Mushnick Dissects The Public Statements Of Teenagers

Posted in Gridiron, Sports Journalism at 2:56 pm by

There’s nothing like a Matthew McConaughey star vehicle to give the New York Post’s Phil Mushnick a gratuitious opportunity to take a shot at Randy Moss.

The new movie, “We Are Marshall,” based on the airplane crash that wiped out Marshall University’s 1970 football team, 75 souls in all, brings to mind the words of one of Marshall’s most noted football players, Randy Moss.

In 1997, while starring at Marshall – Marshall accepted him after he lost offers to more prominent football schools because he was considered an extreme social risk – Moss told Sports Illustrated that the plane crash meant little, at least to him.

“It was a tragedy,” he said, “but it really wasn’t nothing big.”

Nearly 10 years later, Moss remains an extreme social risk.

It’s too bad no one bothered to document Phil’s every utterance when he was 19 years old.
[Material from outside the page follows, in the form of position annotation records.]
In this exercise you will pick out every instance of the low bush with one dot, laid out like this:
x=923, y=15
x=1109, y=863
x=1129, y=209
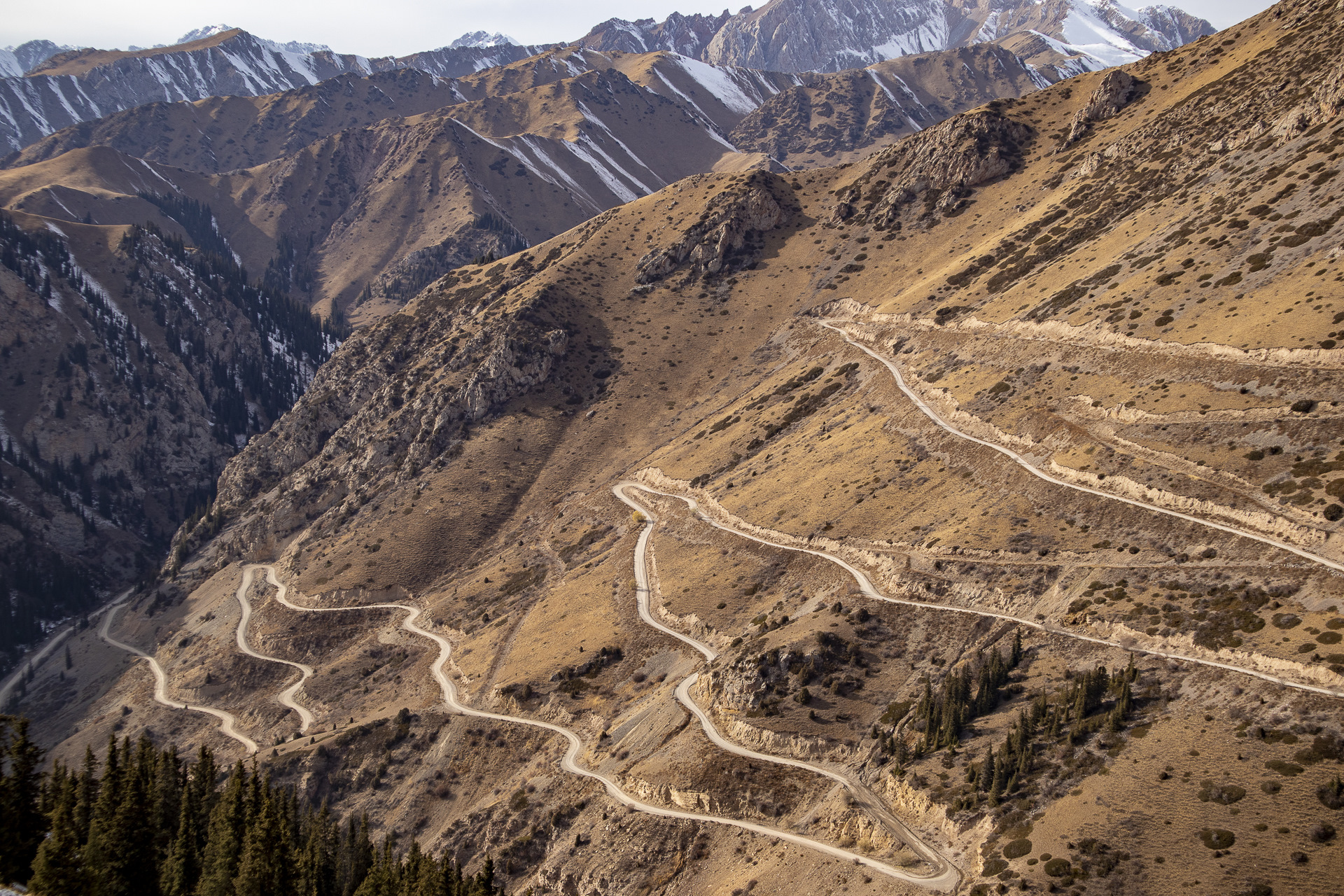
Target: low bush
x=1320, y=833
x=1058, y=867
x=1331, y=794
x=1287, y=769
x=1225, y=794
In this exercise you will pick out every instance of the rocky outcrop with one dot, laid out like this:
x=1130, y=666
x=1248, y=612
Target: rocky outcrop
x=940, y=167
x=797, y=35
x=727, y=237
x=85, y=85
x=1113, y=94
x=374, y=418
x=689, y=35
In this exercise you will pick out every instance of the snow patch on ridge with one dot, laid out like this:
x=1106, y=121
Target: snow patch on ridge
x=717, y=83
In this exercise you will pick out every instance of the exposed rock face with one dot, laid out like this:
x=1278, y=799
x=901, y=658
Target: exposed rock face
x=83, y=85
x=939, y=167
x=857, y=109
x=729, y=234
x=134, y=372
x=363, y=426
x=689, y=35
x=1114, y=92
x=799, y=35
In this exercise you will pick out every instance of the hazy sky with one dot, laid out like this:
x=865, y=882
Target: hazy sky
x=378, y=27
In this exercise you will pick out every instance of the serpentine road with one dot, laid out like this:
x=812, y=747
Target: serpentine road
x=945, y=880
x=683, y=694
x=227, y=722
x=869, y=590
x=1027, y=465
x=286, y=696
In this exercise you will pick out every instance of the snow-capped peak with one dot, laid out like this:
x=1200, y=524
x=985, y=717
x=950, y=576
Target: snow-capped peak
x=201, y=34
x=483, y=39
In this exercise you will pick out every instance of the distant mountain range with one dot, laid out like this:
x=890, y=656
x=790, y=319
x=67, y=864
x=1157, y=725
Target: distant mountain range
x=48, y=86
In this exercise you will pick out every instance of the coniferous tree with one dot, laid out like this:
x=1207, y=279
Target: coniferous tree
x=22, y=824
x=182, y=867
x=59, y=868
x=86, y=794
x=267, y=864
x=225, y=839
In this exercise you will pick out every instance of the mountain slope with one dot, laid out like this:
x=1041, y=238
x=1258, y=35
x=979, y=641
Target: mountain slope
x=374, y=198
x=134, y=371
x=799, y=35
x=1016, y=475
x=84, y=85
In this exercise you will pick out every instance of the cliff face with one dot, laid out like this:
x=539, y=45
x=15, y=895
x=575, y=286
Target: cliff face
x=134, y=371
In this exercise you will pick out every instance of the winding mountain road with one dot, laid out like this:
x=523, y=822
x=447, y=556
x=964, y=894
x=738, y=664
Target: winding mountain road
x=227, y=722
x=1027, y=465
x=946, y=880
x=869, y=590
x=946, y=875
x=286, y=696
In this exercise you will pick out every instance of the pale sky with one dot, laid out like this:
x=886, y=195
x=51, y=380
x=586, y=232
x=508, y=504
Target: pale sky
x=378, y=27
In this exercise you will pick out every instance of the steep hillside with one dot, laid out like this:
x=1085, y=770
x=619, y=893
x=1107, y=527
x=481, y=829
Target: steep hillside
x=84, y=85
x=369, y=213
x=134, y=371
x=846, y=115
x=49, y=90
x=799, y=35
x=996, y=477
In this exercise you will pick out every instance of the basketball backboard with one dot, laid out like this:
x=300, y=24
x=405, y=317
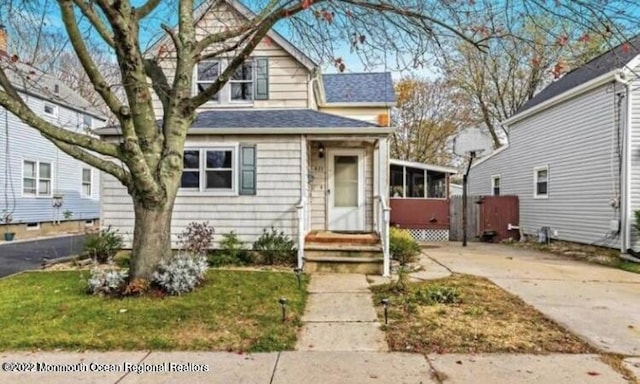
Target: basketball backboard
x=472, y=141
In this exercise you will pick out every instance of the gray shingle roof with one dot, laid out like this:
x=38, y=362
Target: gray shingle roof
x=615, y=58
x=279, y=118
x=374, y=87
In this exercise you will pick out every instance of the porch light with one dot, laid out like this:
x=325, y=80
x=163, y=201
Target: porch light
x=385, y=304
x=283, y=305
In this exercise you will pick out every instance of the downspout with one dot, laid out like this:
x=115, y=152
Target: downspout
x=625, y=206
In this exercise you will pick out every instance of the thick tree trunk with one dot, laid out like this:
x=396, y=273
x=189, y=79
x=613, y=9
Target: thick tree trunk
x=151, y=239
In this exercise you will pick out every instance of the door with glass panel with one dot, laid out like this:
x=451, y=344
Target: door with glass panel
x=345, y=192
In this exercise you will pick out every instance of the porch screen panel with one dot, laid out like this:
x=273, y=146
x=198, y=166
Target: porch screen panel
x=346, y=181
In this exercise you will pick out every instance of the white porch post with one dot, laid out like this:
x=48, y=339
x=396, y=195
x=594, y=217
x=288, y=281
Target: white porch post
x=300, y=207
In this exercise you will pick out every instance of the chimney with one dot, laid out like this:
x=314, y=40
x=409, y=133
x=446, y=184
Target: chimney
x=3, y=39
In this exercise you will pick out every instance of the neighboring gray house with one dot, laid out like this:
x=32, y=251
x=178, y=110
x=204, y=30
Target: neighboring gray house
x=574, y=154
x=39, y=182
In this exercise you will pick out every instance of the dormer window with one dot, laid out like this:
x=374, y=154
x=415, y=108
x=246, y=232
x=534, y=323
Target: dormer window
x=207, y=73
x=242, y=82
x=249, y=82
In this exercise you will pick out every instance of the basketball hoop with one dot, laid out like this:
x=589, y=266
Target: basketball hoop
x=470, y=144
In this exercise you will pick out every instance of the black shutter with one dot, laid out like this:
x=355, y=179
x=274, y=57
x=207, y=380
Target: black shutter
x=247, y=169
x=262, y=78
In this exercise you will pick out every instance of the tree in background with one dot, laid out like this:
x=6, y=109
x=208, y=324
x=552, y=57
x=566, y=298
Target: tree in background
x=147, y=158
x=520, y=59
x=427, y=114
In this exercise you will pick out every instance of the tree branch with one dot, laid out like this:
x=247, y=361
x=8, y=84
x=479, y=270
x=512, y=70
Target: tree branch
x=144, y=10
x=102, y=164
x=18, y=108
x=94, y=19
x=90, y=67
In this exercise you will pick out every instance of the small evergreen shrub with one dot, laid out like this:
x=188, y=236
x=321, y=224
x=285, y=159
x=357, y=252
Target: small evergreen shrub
x=101, y=246
x=106, y=282
x=231, y=252
x=196, y=239
x=437, y=295
x=402, y=246
x=181, y=274
x=275, y=248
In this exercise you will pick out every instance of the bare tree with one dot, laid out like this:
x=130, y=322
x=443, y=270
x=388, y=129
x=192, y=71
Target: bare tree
x=147, y=159
x=519, y=60
x=428, y=113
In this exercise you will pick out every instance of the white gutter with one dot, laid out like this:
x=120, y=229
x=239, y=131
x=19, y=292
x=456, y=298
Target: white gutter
x=372, y=130
x=625, y=204
x=573, y=92
x=357, y=104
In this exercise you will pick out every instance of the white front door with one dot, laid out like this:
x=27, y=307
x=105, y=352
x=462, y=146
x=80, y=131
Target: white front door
x=345, y=195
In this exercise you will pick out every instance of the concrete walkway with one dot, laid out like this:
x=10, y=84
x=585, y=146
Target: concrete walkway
x=598, y=303
x=340, y=316
x=302, y=367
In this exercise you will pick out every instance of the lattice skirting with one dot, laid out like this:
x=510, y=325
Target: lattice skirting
x=429, y=235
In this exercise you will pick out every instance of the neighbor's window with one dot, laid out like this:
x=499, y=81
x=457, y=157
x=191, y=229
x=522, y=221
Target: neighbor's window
x=541, y=182
x=495, y=185
x=87, y=121
x=36, y=178
x=86, y=182
x=242, y=82
x=191, y=169
x=206, y=74
x=210, y=169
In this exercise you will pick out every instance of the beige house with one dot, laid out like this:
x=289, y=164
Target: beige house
x=282, y=145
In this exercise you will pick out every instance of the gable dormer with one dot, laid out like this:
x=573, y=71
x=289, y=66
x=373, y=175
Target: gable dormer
x=276, y=75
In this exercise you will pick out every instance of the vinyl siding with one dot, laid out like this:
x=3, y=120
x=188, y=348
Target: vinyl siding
x=26, y=143
x=577, y=139
x=289, y=80
x=635, y=159
x=278, y=192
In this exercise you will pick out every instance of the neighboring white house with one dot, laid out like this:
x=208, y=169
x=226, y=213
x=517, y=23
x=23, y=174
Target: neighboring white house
x=280, y=145
x=39, y=182
x=573, y=156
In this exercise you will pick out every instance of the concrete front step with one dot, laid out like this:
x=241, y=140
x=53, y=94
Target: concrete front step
x=344, y=264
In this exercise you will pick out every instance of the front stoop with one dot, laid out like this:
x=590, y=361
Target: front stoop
x=343, y=253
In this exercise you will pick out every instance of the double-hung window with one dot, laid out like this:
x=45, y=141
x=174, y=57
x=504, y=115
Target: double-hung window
x=209, y=170
x=495, y=185
x=224, y=170
x=541, y=182
x=242, y=83
x=207, y=73
x=86, y=182
x=36, y=178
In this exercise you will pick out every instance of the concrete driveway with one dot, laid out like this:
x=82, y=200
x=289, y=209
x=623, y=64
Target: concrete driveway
x=23, y=255
x=600, y=304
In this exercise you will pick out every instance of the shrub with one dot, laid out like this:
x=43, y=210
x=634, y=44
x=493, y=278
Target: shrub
x=106, y=282
x=181, y=274
x=437, y=295
x=102, y=246
x=231, y=252
x=275, y=247
x=402, y=246
x=196, y=239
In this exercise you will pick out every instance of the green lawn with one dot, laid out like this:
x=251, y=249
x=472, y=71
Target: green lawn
x=232, y=311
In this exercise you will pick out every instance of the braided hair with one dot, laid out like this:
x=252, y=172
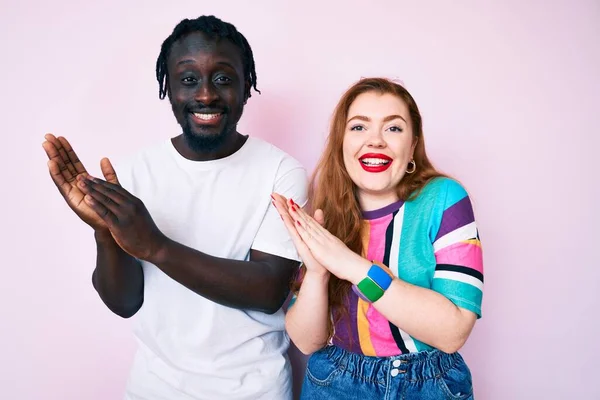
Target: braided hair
x=213, y=27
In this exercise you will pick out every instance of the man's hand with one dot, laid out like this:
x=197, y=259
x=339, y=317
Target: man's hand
x=65, y=168
x=126, y=217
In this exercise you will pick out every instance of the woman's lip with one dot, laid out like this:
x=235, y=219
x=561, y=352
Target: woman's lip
x=375, y=168
x=375, y=155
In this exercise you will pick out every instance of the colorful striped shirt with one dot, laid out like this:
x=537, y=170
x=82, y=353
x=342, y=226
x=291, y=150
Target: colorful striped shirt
x=432, y=242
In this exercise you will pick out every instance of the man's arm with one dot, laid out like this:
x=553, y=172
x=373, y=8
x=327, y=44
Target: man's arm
x=118, y=277
x=262, y=283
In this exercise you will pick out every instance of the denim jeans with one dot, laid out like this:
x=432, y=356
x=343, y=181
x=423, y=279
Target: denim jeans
x=334, y=373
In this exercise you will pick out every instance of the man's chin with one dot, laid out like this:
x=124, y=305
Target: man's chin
x=204, y=142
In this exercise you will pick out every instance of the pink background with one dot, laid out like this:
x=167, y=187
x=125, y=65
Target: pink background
x=509, y=91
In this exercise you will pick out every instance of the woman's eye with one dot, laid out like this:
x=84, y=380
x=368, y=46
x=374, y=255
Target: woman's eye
x=223, y=79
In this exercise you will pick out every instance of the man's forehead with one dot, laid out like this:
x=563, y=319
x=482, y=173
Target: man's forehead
x=198, y=43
I’m sure he’d have shown the world that despite his inability to catch passes, he had all sorts of interesting opinions worthy of contemplation one year out of high school. And shame, shame on Marshall, the NCAA, the NFL and every person reading this for not recognizing that a single ill-advised remark by a teenage football player made it all too obvious he’d soon be a menace to society.

3 responses to “Mushnick Dissects The Public Statements Of Teenagers”

  1. Greg Diener says:

    Ironically, 30 years after he wrote his first column Mushdick remains a social risk to everybody.

  2. Jeff Adams says:

    No one ever stands taller than when they stoop to help someone in trouble. Marshall University helped a troubled youngster named Randy Moss, when others would not.

  3. GC says:

    Marshall stooped to help a troubled youngster who was awfully good at catching a football.